Urinalysis complete test

This test aids in finding abnormalities in your urine. Issues with the urinary tract, lungs, kidneys, skin, and bladder can be easily identified by testing the urine. The presence of Infectious yeast or bacteria, high protein, sugar, blood pH levels, acidity or epithelial cells, and abnormalities in white or red blood cells, are all signs of illness that can be identified through urinalysis. Your normal urine is the opposite of this. It should not contain yeast, protein, glucose, ketones or bacteria and very few white or red blood cells and crystals. The typical pH level is 6.

The thyroid panel test

This test tells you about thyroid gland health. it examines the TSH level in the blood and notifies you whether the thyroid is underactive or overactive. The typical range is around 0.4 – 4.0 (mIU/L). A higher level [more than 2.0 mIU/L] implies an underactive thyroid gland and sets off health issues such as brittle nails and hair, weight gain, heart disease, joint pain, depression and infertility. A low level shows an overactive thyroid gland that secretes more thyroid hormone. You may go through high tremors or anxiety levels or weight loss.

The vitamin D test

The vitamin D test assists in checking the amount of vitamin D that is present in the human body.
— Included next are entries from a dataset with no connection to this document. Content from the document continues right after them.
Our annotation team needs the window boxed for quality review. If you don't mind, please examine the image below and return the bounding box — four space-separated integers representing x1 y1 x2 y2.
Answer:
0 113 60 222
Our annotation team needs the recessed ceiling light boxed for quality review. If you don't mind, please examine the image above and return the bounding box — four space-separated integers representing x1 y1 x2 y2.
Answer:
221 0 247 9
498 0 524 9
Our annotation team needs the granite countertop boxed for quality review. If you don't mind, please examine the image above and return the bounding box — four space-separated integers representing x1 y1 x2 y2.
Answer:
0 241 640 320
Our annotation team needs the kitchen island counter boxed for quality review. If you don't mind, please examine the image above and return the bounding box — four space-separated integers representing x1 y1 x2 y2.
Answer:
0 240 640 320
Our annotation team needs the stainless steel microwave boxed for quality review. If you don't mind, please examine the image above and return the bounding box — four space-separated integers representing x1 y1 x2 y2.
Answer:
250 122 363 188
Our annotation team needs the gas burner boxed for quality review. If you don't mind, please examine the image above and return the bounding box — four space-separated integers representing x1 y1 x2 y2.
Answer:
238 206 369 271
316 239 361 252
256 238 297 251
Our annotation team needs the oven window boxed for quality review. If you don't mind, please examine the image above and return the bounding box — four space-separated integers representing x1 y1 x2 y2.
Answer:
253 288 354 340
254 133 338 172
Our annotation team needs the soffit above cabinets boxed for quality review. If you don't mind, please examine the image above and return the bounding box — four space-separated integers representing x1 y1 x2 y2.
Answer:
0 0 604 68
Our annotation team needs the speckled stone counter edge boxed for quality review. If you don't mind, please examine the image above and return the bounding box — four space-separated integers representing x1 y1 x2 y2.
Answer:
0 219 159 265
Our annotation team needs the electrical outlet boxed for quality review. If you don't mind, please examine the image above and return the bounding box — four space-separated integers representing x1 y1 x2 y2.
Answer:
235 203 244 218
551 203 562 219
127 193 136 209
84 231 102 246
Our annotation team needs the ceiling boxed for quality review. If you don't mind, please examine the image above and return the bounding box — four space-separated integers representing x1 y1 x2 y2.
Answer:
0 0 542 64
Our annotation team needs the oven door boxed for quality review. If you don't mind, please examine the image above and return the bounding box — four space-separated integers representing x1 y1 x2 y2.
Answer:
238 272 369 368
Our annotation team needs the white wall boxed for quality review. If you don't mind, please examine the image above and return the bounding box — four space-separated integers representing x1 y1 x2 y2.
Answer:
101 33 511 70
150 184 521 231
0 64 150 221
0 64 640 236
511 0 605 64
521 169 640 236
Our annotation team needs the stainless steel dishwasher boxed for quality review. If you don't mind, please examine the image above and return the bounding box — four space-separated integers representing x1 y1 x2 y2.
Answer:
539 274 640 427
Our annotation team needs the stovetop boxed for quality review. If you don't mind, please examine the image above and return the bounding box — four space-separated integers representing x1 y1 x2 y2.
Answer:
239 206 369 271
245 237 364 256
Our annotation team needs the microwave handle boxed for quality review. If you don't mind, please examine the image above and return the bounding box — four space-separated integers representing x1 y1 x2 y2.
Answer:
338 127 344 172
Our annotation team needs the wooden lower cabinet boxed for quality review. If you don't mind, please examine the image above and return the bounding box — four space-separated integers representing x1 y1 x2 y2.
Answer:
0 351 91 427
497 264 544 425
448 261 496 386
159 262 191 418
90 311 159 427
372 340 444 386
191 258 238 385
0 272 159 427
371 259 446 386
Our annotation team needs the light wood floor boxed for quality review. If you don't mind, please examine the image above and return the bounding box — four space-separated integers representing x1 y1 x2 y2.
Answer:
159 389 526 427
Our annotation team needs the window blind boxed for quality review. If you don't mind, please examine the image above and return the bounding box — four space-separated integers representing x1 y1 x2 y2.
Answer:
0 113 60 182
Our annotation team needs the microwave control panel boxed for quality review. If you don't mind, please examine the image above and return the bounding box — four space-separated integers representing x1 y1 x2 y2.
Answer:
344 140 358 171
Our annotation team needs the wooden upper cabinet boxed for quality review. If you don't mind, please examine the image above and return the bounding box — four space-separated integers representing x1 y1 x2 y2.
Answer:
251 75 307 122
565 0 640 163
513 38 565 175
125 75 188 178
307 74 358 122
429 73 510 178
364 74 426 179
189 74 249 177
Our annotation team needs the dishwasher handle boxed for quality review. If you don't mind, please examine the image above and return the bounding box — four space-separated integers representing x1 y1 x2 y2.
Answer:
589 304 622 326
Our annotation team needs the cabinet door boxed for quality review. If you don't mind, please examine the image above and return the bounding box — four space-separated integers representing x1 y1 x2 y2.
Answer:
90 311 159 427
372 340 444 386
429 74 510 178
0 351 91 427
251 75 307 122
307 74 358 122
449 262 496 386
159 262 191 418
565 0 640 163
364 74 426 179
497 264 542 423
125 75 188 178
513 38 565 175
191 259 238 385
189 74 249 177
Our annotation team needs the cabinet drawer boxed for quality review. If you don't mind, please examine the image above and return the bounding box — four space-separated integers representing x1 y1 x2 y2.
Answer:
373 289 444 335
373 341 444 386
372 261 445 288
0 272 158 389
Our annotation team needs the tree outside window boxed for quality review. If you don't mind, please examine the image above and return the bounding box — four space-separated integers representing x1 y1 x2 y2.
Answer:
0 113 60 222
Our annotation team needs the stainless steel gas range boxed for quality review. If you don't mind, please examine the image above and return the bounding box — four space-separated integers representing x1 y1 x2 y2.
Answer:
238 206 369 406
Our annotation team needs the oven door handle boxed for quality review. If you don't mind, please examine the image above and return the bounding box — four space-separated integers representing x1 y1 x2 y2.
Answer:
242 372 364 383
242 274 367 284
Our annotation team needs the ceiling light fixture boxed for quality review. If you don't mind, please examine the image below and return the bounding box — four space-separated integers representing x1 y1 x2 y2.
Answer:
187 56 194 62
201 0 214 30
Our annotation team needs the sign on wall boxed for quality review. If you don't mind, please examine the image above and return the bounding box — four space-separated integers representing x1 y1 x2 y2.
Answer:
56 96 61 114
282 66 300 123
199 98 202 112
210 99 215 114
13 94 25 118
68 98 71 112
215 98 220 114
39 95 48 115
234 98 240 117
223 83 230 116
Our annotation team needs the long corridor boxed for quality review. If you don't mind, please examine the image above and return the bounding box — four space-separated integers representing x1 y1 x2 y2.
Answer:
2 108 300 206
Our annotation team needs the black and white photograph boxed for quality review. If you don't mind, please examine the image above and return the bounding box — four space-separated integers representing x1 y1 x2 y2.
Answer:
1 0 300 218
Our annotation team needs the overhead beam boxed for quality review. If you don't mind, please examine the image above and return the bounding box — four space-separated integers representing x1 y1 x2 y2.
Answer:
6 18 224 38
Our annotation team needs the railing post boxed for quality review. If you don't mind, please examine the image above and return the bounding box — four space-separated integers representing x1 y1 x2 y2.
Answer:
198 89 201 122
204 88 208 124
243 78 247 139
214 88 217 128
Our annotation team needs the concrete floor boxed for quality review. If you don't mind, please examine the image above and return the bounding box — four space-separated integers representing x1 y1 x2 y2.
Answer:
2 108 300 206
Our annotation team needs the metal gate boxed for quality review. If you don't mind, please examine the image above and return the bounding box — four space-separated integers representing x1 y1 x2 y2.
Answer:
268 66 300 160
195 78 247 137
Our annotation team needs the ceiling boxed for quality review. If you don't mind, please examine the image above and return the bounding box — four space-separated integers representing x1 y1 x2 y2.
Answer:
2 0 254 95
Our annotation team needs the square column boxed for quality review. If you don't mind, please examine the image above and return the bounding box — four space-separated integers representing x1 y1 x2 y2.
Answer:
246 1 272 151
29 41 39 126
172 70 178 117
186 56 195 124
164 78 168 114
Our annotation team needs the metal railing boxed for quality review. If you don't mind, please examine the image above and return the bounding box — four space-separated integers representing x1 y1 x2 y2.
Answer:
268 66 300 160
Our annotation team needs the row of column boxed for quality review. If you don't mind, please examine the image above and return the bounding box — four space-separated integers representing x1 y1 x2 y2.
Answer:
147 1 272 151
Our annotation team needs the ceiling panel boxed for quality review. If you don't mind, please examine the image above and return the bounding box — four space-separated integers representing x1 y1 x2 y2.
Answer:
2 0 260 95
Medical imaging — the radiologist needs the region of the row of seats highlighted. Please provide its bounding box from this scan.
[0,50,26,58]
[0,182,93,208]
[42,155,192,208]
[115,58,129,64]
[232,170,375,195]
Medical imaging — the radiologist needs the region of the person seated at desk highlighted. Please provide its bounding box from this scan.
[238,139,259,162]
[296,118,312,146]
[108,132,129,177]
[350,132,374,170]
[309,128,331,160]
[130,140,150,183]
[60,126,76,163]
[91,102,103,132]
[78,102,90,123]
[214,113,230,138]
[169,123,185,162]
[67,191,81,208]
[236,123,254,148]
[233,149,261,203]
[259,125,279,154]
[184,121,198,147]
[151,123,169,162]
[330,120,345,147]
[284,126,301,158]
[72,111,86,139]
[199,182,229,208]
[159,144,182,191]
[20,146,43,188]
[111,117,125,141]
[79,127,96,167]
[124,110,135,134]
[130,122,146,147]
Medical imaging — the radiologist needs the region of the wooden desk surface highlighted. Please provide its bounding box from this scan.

The typical range is around 20-40 (ng/mL). Low vitamin D can occur with kidney and liver disease, shortage of vitamin D in your diet, bad food absorption and shortage of sunlight exposure whilst high vitamin D might be owing to too much vitamin D and also can lead to a condition known as hypervitaminosis D that might lead to signs of kidney damage.

Now, you might have a good understanding of the ways to read your wellness blood test results. This will help you take control of your well-being.